Susan Gorst
NORTHAMPTONSHIRE
Calves, free-range pigs and free-range turkeys
CALVES, FREE-RANGE PIGS, FREE-RANGE TURKEYS, NORTHAMPTONSHIRE: Susan was brought up on a livestock farm in the Lake District. As a child, she wanted to become a farmer herself, but being female and the youngest of three, she was told farming was not a suitable career. It was not until she married that she fulfilled her ambition. She and her husband Mark bought 10 acres (4 hectares) of land near Milton Keynes, moved into a caravan with their three children, and started rearing calves for meat.
Five years later Susan and Mark had added pigs and turkeys and the farm was thriving. Then tragedy struck. Mark developed Huntingdon’s disease, and the strain of running the farm singlehanded caused Susan to have a mental breakdown. To make things worse, Susan felt that the medics caring for her had little understanding of how her condition was impacting her business. “There was no support for farmers,” she says.
What saved her was the calming presence of her turkeys, pigs and calves. “You can lose yourself with animals,” she says. “They pulled me through and gave me the strength to continue the business and achieve what we have today. Farming is a stressful life but it’s also a life of freedom, tranquillity and peace.”
Today, Susan works in partnership with her son, and together they rear approximately 800 pigs each quarter year for breeding, and around 470 Bronze turkeys for the Christmas market. Turkey poults (chicks) arrive at one day old, are kept under brooders (Calor-gas heated lamps which simulate the mother) for four to five weeks, then enjoy a free-range life outside, topping up their diet with foraged berries, fruit from the fruit trees and seeds. They’re slaughtered on the farm at 24 to 26 weeks old when fully mature, then hand plucked and hung in a temperature-controlled chiller to mature for 14 days. They’re boxed ready for collection from the farm gate on 23rd and 24th December.

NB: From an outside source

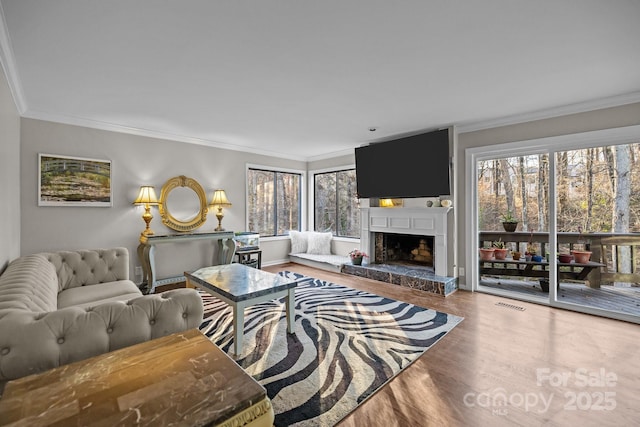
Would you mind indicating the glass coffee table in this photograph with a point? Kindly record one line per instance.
(241, 286)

The farm’s shop originally opened only in December, for the collection of the turkeys. In 2022 Susan decided to open the shop four days a week year-round, selling the farm’s turkey and locally produced meat and vegetables. In November Susan runs two Christmas tasting days, demonstrating how to cook her turkey.
Going to the theatre, shopping and visiting her daughters’ families in Kent and Paris. Susan also enjoys spending time with her dogs, Pilates and going out for meals with friends
Talking Point
Susan is very proud of the traditional artisan way she produces turkeys, which is very different from the way supermarket turkeys are produced. While alive, her turkeys enjoy a free-range life, feeding on a diverse range of foods. They are slaughtered at 24 weeks, once they’ve reached full maturity, whereas mass produced ones are dispatched at 12 to 18 weeks. Susan then dry-plucks them entirely by hand, without even the use of wax or plucking machines. Large commercial producers, by contrast, plunge their turkeys into hot water and mechanically strip them, but this increases the risk of cross contamination as campylobacter and salmonella bacteria thrive in the hot water, she says.
Susan then hangs her turkeys (innards in) for 14 days, to tenderize their meat and enhance their flavour. “Hanging uses time and space, so is rarely practised by large commercial producers who are aiming to produce a meat as cheaply as possible,“ says Susan.
“I am proud of the traditional way we produce our turkeys. From the day they arrive at one day old there is only myself and one other person caring for them. We nurture them through all the stages of life, from brooding to keeping them safe night and day from predators (I get up every three hours during the night for the first week and I have been known to sleep in the room with them). Before killing we introduce the person who is going to do the slaughtering into the flock. This all keeps the birds calm and stress free; if a bird is stressed at this point the meat becomes tougher due to a sudden rush of adrenalin to the body, which is not good for the bird or the meat. Our customers come back year after year and are happy to pay more for a bird that’s been humanely reared and properly dealt with after being slaughtered. For them it’s a once-a-year treat.”